Chris Hemsworth è il più divo di tutti i suoi colleghi, e con questo intendo il più bello. Lo so che la bellezza è soggettiva, che sta nell’occhio di chi guarda eccetera, ma se lui non è il più bello del genere maschio naïf, chi lo è? Channing Tatum è un fustacchione che non vede l’ora di darsi da fare. In termini di puro erotismo, maschio da «un colpo e via» vince a mani basse. Ma ha sempre addosso quel certo non so che di «manzo» (lui lo sa e ci gioca: è questo atteggiamento malizioso che lo rende così divertente sullo schermo).

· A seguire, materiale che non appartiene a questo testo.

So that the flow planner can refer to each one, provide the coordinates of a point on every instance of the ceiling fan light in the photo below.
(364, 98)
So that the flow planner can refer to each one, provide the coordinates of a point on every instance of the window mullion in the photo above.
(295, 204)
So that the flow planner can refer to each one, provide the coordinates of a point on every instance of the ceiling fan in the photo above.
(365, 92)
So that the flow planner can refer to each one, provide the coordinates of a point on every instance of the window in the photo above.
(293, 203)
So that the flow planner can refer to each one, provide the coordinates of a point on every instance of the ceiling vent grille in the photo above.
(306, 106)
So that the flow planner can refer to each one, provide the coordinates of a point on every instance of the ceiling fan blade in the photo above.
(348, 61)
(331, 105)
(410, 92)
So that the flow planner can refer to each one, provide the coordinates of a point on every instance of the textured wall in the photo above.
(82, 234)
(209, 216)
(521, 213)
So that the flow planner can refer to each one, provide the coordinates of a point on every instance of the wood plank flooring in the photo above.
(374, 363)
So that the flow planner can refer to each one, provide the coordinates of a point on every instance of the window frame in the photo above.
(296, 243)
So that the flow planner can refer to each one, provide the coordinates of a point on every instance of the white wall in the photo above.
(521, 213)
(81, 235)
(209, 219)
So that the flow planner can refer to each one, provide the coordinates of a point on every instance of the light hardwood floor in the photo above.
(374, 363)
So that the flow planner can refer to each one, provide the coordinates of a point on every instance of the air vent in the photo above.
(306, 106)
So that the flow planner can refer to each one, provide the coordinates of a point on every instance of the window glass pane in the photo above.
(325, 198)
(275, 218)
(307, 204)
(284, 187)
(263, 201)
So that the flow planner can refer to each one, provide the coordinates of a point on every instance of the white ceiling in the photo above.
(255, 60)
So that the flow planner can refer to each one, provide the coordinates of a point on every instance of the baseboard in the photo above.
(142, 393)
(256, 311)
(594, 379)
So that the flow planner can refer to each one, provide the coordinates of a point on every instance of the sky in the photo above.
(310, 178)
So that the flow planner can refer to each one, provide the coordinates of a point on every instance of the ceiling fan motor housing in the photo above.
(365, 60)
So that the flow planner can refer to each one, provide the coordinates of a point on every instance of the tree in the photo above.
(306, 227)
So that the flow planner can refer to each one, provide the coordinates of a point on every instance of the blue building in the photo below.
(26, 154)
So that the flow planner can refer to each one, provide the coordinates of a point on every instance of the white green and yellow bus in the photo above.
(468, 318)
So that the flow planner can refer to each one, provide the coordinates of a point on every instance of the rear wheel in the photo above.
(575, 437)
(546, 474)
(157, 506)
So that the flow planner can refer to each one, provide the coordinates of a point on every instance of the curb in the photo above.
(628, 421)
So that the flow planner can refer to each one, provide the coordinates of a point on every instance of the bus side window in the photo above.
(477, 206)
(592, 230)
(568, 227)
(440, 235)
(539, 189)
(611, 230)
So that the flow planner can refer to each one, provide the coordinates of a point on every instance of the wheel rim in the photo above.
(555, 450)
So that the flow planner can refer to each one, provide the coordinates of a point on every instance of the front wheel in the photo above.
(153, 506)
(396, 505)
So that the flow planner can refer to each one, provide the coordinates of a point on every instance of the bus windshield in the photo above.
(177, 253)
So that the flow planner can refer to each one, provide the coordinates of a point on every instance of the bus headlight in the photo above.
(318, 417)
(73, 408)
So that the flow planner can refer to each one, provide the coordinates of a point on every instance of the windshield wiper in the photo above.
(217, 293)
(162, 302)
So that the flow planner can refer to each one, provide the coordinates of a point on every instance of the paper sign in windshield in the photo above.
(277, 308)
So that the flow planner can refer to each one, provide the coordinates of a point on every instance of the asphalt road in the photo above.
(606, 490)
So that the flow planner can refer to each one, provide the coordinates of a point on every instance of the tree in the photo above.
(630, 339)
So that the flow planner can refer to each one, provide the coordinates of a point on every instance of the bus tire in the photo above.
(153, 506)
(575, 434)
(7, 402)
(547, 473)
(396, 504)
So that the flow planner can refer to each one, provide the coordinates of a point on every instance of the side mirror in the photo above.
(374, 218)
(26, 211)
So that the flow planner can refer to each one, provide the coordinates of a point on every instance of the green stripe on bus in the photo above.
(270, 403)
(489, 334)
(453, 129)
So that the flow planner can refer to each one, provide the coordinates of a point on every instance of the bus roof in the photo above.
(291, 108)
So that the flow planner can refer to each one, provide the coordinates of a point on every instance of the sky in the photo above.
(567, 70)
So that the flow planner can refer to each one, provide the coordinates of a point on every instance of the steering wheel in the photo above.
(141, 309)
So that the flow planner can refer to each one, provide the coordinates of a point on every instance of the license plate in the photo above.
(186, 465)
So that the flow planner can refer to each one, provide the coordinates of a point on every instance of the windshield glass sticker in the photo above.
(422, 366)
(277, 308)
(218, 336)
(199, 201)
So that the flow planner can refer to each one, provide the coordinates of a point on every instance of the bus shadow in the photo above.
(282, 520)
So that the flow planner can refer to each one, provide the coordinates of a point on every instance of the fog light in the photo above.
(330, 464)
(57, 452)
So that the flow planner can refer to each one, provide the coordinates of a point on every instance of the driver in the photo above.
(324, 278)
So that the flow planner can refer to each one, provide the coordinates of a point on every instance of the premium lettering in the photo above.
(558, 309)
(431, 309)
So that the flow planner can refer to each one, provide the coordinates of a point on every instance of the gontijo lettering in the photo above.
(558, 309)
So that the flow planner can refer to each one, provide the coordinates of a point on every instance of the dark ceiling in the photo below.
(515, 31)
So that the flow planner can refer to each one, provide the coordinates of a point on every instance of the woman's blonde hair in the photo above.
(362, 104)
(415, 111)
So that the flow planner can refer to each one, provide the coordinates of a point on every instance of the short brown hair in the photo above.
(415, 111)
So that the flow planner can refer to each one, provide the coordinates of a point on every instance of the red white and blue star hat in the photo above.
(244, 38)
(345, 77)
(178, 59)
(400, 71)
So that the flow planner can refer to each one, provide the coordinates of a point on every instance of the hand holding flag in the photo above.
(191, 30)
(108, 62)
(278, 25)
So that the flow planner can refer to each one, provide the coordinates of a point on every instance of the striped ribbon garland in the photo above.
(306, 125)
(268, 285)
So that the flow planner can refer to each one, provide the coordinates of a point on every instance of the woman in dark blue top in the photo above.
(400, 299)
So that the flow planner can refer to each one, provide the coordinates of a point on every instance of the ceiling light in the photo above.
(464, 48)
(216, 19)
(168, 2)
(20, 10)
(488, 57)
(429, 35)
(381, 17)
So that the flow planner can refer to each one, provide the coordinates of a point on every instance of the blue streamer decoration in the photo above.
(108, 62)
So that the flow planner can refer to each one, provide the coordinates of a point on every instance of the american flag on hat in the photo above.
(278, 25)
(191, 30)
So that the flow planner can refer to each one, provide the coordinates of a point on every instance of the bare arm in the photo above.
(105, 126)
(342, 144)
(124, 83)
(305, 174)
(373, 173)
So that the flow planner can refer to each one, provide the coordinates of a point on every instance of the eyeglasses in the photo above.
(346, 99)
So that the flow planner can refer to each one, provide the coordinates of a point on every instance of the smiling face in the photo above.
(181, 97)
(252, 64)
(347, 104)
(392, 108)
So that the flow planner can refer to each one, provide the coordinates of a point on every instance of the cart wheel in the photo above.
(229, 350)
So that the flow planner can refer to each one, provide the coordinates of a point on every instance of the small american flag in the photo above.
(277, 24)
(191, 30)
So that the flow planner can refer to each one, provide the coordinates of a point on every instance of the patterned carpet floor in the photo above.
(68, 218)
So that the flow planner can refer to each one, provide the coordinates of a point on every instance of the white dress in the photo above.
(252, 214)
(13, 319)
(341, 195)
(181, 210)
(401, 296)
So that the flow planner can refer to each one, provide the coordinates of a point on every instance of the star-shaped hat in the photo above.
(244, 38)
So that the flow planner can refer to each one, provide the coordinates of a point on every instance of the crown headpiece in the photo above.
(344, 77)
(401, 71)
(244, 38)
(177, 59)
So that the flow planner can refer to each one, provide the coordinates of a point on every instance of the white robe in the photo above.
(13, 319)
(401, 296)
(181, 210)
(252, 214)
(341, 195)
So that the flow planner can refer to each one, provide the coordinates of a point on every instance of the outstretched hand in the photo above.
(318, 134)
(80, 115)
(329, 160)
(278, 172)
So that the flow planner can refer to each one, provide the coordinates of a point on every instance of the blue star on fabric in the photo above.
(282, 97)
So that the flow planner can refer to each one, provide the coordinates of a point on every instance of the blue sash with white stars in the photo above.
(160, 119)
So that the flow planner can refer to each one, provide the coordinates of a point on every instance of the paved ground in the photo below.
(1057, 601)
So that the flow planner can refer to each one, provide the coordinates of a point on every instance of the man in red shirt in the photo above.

Bradley Cooper è il figo del liceo. Non proprio inavvicinabile, del genere che un colpo di fortuna te lo fa incrociare dopo una notte per pub, quando vale il detto «ogni donna è bella all’ora di chiusura dei locali». Poi, certo, Ryan Gosling e Jake Gyllenhaal sono rubacuori come Hemsworth, ma di una specie diversa: fisicamente meno imponenti, sessualmente più diffidenti, con una propensione al ruolo del lupo solitario. Infine c’è Tom Hardy, il macho dall’aria equivoca e trasandata. Ma se Hardy può avere il corpo del protagonista, ha l’anima del caratterista. Altro punto a favore di Chris: è meglio dal vivo che sullo schermo. In realtà è identico, il che vuol dire che è meglio, visto che in genere, nel mondo reale, si rimane inevitabilmente delusi (classica frase: «Ma è davvero lui? Ma l’hai visto? Dal vivo è un cesso»).
Ma non fidatevi della mia parola, verificate di persona. Rapido flashback sul momento in cui è entrato nel mio campo visivo. Il viale d’accesso a Geoffrey’s è ripidissimo e tortuoso. Temendo che il mio catorcio di taxi non ce la faccia ad arrivare in cima, scendo prima. Mentre arranco sui tacchi, mi supera uno in moto, che infila i tornanti con un’eccezionale souplesse e si ferma con precisione millimetrica davanti all’addetto al parcheggio. L’uomo smonta, si toglie il casco e ho la conferma di ciò che già sapevo. È lui, Thor, il dio del tuono, che però viene dagli antipodi, l’australiano dalla pelle color miele e dai capelli dorati. Gli occhi di un azzurro così puro da oscurare la bellezza del mare e del cielo. È alto, ben oltre l’uno e ottanta, con un fisico asciutto fatto di muscoli e forza, molto diverso dal semplice ammasso di muscoli che lo caratterizza nella sua veste divina quando impugna con forza Mjöllnir, l’inseparabile martello. Le cameriere all’entrata – tipiche ragazze di Los Angeles, smaliziate, capaci di essere blasé in qualunque circostanza, ragazze che hanno fatto del non mostrarsi impressionate il loro stile e il loro mestiere – smettono di respirare quando si avvicina. E sorride. Ecco, per un secondo parliamo di questo sorriso. Assassino – un assassino molto ben addestrato – ma anche accattivante. Il sorriso del bravo ragazzo che tradisce una vena di imbarazzo, come se chi lo sfodera si rendesse conto dell’impatto che ha la sua presenza sulle persone, e con questo volesse ridurre i danni. Quel sorriso però non aiuta. Anzi, peggiora le cose. Perché adesso hai la certezza che non è solo un bell’uomo, ma anche un bell’essere umano, che la confezione corrisponde al contenuto.